Transaction gateway: Partial outage
Incident Report for Clearhaus
Postmortem

We are sorry for the transactions your customers could not complete during the time span our service was not fully functional. Our upstream service provider has determined that an unfortunate chain of events led to the incident. While redirecting traffic from their primary to their secondary site in preparation for maintenance, they were not aware that one or more network ports on the secondary site were out of order, causing traffic to be lost. Under normal circumstances they would have been alerted about the condition, however, alerting for the secondary site were experiencing various issues leading up to the incident.
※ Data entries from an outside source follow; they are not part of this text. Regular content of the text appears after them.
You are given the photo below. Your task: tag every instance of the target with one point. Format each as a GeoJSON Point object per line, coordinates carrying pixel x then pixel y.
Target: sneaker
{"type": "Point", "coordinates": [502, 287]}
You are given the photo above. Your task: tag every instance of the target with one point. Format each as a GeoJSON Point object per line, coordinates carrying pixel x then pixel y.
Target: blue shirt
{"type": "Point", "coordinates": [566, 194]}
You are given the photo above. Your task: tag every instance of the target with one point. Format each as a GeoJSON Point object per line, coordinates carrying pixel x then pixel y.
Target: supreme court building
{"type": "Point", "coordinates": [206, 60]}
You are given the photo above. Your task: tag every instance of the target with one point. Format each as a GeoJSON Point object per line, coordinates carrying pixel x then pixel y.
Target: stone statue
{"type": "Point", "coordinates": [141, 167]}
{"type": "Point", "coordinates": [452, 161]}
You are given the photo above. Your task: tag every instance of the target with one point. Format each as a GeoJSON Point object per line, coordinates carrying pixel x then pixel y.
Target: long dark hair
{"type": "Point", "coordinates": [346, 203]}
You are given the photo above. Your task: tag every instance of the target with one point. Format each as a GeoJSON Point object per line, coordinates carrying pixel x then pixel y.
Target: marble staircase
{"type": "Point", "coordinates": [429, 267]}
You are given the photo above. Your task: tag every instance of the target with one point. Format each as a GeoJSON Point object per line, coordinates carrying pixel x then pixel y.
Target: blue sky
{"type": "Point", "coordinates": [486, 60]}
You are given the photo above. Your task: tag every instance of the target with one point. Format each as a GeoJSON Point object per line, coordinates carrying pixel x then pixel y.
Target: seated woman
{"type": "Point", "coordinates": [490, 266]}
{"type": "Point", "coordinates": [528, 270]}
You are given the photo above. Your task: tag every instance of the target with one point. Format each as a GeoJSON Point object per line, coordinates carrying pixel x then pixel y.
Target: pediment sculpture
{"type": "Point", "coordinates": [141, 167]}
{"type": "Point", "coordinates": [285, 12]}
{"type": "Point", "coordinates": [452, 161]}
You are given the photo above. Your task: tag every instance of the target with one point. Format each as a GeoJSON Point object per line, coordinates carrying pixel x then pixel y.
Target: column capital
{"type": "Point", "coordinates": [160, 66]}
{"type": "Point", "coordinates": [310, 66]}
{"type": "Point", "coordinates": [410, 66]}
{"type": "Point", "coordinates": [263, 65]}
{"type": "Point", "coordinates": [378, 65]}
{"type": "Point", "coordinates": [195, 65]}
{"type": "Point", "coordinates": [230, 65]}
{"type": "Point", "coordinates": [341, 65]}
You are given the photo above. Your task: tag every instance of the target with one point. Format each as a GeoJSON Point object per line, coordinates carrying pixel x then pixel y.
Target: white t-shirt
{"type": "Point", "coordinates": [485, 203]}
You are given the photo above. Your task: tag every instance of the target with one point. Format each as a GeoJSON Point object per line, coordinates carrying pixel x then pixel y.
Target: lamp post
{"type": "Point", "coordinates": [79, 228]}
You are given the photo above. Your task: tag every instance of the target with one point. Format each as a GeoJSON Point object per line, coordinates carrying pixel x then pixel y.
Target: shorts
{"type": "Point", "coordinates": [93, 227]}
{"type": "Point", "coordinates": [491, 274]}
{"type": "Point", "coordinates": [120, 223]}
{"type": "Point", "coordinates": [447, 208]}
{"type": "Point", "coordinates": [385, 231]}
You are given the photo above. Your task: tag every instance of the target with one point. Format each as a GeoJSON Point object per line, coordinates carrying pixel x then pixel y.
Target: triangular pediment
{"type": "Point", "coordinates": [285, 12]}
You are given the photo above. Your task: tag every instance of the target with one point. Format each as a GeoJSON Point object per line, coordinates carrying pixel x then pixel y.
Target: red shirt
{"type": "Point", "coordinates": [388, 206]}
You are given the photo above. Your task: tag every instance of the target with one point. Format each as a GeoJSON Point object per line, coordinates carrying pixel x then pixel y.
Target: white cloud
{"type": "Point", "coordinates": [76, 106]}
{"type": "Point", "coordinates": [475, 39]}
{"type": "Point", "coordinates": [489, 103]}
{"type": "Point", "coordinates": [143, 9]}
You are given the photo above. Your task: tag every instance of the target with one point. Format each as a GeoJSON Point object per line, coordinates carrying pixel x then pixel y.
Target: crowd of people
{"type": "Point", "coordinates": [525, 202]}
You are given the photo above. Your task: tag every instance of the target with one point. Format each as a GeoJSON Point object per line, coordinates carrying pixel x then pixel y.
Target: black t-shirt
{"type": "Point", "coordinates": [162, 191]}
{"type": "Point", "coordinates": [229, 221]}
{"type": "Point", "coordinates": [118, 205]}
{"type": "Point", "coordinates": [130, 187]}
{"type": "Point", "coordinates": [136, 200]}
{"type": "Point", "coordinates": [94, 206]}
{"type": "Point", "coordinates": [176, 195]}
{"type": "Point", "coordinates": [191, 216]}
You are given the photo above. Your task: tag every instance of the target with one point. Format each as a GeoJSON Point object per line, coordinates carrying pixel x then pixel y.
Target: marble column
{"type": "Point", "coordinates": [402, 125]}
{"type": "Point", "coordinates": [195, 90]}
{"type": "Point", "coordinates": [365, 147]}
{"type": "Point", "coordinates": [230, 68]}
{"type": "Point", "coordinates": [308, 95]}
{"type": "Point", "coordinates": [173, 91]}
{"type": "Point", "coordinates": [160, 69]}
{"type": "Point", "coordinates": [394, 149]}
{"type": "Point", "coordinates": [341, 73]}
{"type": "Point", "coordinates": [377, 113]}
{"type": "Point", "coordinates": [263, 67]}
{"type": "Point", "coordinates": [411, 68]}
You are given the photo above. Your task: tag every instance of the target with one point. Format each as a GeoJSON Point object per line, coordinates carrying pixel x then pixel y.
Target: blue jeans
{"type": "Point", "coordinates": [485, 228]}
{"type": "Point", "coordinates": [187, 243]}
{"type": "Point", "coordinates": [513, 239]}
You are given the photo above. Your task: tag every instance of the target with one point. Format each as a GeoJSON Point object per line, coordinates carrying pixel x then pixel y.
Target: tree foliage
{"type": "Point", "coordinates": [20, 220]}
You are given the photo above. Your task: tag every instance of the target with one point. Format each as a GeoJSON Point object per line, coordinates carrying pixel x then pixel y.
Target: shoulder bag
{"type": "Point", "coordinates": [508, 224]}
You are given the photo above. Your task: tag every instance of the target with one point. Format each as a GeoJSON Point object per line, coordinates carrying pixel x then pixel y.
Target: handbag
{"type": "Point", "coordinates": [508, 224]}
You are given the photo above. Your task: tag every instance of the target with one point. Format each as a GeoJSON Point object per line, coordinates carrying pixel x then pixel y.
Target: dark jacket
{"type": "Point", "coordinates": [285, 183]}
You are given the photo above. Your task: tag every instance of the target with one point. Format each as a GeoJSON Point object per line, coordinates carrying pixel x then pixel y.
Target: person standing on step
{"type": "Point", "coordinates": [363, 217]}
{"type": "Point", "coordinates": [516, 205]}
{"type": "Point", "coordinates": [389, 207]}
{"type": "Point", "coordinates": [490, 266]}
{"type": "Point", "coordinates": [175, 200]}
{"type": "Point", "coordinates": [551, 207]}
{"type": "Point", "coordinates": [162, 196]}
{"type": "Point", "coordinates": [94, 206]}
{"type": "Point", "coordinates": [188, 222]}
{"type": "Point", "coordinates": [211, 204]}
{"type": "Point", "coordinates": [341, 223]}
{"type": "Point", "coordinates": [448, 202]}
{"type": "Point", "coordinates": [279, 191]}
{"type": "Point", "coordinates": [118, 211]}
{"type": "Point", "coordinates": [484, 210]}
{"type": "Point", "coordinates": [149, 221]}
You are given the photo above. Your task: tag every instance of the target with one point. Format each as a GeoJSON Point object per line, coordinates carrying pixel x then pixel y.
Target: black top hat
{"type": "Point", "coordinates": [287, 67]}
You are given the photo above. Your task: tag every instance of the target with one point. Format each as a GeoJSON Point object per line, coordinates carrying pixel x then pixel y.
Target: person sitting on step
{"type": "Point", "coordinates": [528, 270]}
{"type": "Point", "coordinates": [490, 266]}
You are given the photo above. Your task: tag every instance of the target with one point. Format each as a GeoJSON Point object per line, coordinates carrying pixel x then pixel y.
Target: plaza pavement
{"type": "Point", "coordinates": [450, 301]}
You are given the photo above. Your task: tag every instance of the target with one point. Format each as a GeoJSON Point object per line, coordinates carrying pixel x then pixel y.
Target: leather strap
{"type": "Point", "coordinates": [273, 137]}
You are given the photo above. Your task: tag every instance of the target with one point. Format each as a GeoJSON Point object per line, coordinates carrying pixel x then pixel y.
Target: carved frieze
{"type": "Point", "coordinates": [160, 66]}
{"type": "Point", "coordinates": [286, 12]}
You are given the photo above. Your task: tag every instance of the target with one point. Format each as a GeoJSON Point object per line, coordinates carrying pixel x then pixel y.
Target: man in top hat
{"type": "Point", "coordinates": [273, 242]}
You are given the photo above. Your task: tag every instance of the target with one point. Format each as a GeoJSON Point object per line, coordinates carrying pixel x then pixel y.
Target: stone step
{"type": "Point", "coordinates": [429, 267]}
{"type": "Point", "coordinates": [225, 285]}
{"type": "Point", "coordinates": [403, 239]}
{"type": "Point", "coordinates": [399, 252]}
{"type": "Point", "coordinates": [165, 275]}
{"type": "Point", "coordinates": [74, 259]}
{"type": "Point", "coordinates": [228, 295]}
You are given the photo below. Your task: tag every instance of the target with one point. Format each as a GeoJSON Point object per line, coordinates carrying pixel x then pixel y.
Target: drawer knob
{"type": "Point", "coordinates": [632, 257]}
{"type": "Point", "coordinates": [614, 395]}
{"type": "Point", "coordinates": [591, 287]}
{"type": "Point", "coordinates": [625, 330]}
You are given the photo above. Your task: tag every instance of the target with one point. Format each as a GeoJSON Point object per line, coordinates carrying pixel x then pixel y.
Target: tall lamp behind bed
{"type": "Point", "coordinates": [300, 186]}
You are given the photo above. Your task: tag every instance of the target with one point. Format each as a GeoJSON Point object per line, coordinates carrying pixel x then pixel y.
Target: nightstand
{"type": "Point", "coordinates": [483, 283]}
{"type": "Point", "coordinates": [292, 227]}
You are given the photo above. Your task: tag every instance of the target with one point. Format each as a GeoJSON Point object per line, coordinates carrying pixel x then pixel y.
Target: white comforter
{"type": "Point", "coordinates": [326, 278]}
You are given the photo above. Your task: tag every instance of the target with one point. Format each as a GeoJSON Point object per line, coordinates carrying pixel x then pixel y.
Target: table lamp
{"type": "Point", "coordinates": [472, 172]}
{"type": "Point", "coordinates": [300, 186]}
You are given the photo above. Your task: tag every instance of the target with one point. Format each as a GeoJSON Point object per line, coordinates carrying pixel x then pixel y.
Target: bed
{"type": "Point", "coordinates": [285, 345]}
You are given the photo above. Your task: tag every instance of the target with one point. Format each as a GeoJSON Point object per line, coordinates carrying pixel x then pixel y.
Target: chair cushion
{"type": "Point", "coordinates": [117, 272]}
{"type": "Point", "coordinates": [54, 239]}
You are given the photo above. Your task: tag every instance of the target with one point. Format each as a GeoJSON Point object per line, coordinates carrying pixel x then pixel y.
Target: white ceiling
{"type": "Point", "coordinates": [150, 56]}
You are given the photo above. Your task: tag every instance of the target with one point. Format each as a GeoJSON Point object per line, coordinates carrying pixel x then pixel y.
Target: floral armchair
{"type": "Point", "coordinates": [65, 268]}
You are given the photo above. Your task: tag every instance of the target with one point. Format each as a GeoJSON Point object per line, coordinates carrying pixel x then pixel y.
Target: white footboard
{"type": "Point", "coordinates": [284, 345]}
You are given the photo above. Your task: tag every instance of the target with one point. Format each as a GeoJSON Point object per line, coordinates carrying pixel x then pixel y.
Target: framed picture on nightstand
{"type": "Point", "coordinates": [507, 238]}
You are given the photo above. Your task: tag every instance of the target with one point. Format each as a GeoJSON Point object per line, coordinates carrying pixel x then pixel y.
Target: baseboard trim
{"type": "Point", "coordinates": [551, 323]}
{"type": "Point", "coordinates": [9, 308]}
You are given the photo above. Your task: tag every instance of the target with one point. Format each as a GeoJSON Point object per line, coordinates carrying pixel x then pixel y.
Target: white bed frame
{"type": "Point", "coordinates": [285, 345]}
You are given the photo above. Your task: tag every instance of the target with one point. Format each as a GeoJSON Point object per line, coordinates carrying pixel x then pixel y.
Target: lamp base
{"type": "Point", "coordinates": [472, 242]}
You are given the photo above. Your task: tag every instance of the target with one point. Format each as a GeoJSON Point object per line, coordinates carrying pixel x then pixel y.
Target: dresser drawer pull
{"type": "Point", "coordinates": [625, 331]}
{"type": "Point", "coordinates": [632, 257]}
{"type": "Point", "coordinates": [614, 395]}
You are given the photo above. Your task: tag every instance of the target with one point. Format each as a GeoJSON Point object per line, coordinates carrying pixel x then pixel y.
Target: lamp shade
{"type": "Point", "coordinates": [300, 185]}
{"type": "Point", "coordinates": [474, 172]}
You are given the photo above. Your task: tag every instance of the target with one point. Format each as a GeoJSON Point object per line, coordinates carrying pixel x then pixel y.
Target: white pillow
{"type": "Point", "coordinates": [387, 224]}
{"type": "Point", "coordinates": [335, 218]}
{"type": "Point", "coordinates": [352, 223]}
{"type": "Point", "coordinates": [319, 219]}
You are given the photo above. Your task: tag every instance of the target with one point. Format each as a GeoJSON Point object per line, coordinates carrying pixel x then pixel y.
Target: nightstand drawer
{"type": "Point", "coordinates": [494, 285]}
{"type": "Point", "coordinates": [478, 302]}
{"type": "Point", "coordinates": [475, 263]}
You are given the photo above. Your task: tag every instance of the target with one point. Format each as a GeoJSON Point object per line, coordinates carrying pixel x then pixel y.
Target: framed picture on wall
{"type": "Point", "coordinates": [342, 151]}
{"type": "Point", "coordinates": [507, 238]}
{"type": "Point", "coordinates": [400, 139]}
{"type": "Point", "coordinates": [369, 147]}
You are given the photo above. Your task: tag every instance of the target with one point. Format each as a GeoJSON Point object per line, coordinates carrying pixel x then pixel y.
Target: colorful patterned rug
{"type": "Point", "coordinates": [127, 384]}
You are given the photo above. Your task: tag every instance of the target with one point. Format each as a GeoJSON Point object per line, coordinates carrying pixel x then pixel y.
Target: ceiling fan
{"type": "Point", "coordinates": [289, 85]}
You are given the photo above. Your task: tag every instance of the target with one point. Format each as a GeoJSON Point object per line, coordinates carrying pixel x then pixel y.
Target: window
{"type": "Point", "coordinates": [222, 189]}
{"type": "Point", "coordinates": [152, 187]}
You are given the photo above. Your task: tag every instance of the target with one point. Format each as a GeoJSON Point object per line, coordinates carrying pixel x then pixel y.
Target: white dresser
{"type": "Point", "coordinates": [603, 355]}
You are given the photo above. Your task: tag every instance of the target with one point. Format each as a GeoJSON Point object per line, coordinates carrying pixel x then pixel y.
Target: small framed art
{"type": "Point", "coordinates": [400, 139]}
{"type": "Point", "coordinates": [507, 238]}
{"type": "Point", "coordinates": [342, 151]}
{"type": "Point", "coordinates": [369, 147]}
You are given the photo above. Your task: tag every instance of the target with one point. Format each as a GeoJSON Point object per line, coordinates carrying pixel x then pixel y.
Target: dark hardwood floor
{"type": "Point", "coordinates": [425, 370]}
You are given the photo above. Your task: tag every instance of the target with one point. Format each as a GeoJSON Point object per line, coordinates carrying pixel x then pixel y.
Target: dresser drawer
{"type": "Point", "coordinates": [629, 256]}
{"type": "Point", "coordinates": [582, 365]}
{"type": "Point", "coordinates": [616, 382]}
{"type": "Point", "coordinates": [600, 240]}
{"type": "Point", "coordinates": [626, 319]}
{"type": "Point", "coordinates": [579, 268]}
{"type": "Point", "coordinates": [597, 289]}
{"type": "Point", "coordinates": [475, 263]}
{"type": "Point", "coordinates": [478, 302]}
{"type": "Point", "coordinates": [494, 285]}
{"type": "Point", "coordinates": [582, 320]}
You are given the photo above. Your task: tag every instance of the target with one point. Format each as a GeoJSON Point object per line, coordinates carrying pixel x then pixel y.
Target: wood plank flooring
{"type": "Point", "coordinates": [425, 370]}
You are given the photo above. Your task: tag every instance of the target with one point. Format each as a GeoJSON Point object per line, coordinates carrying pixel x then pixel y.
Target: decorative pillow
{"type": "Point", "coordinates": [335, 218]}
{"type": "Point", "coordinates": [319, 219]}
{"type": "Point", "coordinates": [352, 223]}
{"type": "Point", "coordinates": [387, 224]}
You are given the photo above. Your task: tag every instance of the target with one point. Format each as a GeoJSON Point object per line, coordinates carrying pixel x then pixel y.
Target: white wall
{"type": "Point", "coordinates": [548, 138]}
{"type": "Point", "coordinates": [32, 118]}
They are aware that the chain of events is completely unacceptable and have introduced additional checks and balances to prevent it from occurring in the future.

As noted in the incident updates, we discovered a way to improve transparency of such incidents, namely to display failing transactions in our dashboard. This improvement is currently being implemented and is intended to be in place within a few weeks. The investigation of this incident identified additional, potential improvements (regarding the uncertainty about the transaction state of a failed transaction) which even touches upon extending our API with “idempotency”. If you are a partner and have an opinion or request in regards to this, please feel free to reach out to us, perhaps even through an issue on our public documentation.

Sincerely,
your operations team

Posted Jun 24, 2020 - 13:29 UTC

Resolved
We have been monitoring transactions vigorously and have gotten confirmation from our service provider that the issue is remedied and they are processing normally.

We have initially confirmed that our fail-over mechanisms and manual actions to mitigate were appropriate, but we will continue to find potential improvements.
Posted Jun 16, 2020 - 14:02 UTC
Monitoring
Our service provider has confirmed the issue and we are actively working to understand what caused it to occur.

Please be advised that the failing requests do not appear in the dashboard; however, the HTTP responses were appropriately returned.
Posted Jun 16, 2020 - 12:40 UTC
Investigating
Between 2020-06-16 11:06:22 UTC and 2020-06-16 11:28:24 UTC authorizations and voids failed with status code 50000.

We are continuously investigating and will post an update as soon as possible.

For now, service has been restored.
Posted Jun 16, 2020 - 11:46 UTC
This incident affected: Payment Processing APIs (Gateway API (gateway.clearhaus.com)).